SAP competes with Baan, Oracle, PeopleSoft, and, to a lesser extent, J.D. Edward's, in the global ERP (enterprise resource planning) systems market.

These companies provide software used to automate and integrate corporate functions such as sales forecasting, inventory, control, procurement, manufacturing planning, distribution, finance, and project management.

ERP applications have become fixtures at a large majority of multinational corporations in recent years, but sales have begun to stagnate with market saturation, observers say. The major ERP vendors have devoted large resources to extend their core product to the front-office in an attempt to make it attractive to a more diverse market. Part of that strategy includes breaking core products into component models, like SAP's Business Framework and Baan's recently announced Baan ERP.

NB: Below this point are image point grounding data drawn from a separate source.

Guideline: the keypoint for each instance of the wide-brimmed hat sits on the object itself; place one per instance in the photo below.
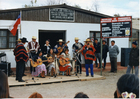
(135, 43)
(19, 40)
(88, 40)
(33, 37)
(76, 38)
(24, 40)
(60, 40)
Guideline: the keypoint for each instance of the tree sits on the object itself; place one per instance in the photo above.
(95, 6)
(117, 15)
(33, 2)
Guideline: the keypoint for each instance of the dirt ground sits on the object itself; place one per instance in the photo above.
(94, 89)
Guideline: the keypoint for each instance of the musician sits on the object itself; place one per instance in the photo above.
(77, 47)
(89, 53)
(21, 57)
(47, 47)
(59, 45)
(67, 67)
(33, 48)
(51, 63)
(40, 70)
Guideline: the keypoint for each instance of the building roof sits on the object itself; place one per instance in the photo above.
(57, 6)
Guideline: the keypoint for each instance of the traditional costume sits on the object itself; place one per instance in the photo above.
(89, 54)
(56, 46)
(21, 57)
(40, 69)
(66, 66)
(76, 47)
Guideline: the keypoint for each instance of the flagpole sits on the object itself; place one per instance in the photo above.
(20, 22)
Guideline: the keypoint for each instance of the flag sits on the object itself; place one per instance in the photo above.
(13, 28)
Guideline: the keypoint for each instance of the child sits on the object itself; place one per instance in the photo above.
(66, 67)
(89, 53)
(40, 70)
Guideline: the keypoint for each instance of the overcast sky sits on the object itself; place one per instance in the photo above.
(108, 7)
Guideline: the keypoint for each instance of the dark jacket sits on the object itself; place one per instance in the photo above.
(105, 50)
(134, 57)
(97, 47)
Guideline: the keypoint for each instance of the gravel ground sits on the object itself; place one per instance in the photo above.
(94, 89)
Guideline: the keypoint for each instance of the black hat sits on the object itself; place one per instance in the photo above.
(24, 40)
(135, 43)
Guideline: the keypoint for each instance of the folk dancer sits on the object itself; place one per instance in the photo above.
(33, 48)
(24, 40)
(21, 57)
(40, 70)
(66, 67)
(77, 47)
(60, 45)
(46, 48)
(105, 49)
(50, 63)
(89, 53)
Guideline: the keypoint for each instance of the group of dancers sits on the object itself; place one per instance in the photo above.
(51, 60)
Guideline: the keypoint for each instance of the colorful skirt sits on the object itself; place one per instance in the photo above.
(61, 68)
(39, 69)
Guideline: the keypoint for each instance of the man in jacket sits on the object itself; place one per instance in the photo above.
(113, 52)
(134, 59)
(104, 54)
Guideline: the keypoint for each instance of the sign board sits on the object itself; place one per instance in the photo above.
(61, 14)
(116, 27)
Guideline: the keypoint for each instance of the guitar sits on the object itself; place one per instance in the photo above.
(62, 61)
(40, 61)
(60, 49)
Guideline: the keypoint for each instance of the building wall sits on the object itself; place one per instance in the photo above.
(81, 30)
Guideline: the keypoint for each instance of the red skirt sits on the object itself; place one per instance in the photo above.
(61, 68)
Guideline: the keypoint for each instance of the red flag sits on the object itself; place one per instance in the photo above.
(13, 28)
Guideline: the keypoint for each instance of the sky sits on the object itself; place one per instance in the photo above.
(108, 7)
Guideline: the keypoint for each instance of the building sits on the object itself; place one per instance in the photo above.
(52, 22)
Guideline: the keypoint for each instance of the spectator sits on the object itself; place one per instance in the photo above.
(134, 59)
(104, 54)
(81, 95)
(36, 95)
(113, 52)
(127, 86)
(4, 88)
(97, 46)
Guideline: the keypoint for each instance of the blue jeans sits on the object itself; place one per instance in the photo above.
(91, 69)
(136, 70)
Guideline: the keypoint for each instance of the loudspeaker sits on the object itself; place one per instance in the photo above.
(3, 67)
(125, 52)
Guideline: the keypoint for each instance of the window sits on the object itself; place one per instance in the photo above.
(7, 40)
(96, 34)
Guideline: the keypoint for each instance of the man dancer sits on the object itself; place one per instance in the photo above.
(113, 52)
(97, 46)
(104, 54)
(77, 47)
(60, 44)
(21, 57)
(33, 48)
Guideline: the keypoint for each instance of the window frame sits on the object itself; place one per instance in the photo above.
(7, 38)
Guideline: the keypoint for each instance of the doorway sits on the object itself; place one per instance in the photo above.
(52, 35)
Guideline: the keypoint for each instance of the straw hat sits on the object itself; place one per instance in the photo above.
(19, 40)
(33, 37)
(76, 38)
(88, 40)
(60, 40)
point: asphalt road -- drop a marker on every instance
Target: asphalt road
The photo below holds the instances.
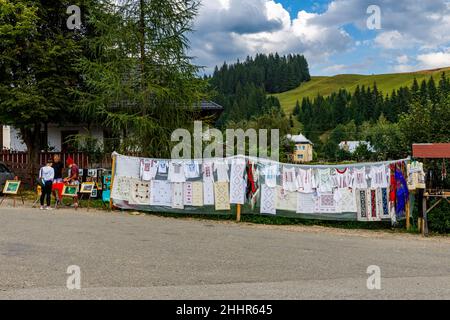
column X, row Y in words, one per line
column 144, row 257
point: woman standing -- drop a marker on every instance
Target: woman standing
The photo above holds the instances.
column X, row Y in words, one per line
column 47, row 175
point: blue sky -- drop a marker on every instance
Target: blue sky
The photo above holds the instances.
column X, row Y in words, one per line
column 333, row 35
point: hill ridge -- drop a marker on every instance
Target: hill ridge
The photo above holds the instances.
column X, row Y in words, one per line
column 326, row 85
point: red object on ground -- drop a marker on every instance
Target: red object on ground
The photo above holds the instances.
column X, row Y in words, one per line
column 432, row 151
column 58, row 187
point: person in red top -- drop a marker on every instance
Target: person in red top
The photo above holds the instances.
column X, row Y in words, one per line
column 74, row 176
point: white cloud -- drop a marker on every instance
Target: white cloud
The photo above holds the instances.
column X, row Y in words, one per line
column 233, row 29
column 434, row 60
column 403, row 59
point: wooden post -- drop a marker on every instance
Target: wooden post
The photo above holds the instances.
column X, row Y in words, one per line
column 113, row 173
column 425, row 217
column 408, row 215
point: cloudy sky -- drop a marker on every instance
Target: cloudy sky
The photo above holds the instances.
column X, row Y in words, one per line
column 333, row 35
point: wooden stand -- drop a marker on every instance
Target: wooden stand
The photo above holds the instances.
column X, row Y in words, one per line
column 408, row 215
column 113, row 173
column 14, row 199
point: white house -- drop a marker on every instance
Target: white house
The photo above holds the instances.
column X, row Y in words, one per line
column 303, row 150
column 57, row 139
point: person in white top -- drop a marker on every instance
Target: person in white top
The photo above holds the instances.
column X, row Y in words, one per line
column 47, row 175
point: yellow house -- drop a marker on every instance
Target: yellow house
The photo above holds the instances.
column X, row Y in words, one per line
column 303, row 150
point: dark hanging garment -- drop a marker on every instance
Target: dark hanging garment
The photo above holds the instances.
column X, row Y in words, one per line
column 402, row 193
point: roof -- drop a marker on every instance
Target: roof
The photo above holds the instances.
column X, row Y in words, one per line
column 299, row 139
column 353, row 145
column 432, row 150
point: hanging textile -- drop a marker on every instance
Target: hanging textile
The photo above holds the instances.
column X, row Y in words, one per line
column 207, row 171
column 345, row 199
column 363, row 205
column 188, row 193
column 163, row 167
column 161, row 193
column 402, row 193
column 197, row 194
column 324, row 184
column 271, row 173
column 379, row 177
column 177, row 196
column 326, row 203
column 148, row 170
column 383, row 203
column 416, row 176
column 237, row 182
column 342, row 178
column 286, row 200
column 373, row 205
column 289, row 179
column 139, row 192
column 359, row 179
column 306, row 203
column 307, row 182
column 268, row 200
column 121, row 189
column 176, row 172
column 222, row 197
column 252, row 183
column 192, row 170
column 208, row 193
column 221, row 169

Another factor contributing to SAP's success is the component architecture it has put in place and expanded upon. It "is allowing them to take advantage of the product in different ways, to develop newer things. The development now is less constrained than it used to be, allowing them to go into new [vertical markets]," Byron said.

SAP will attempt to sustain its momentum with R/3 4.0, due to ship in June. That release is expected to include additional features aimed at handling supply chain management, a growing market for business software providers.

The company did not release its complete earnings details. Full results are due April 21, the company said.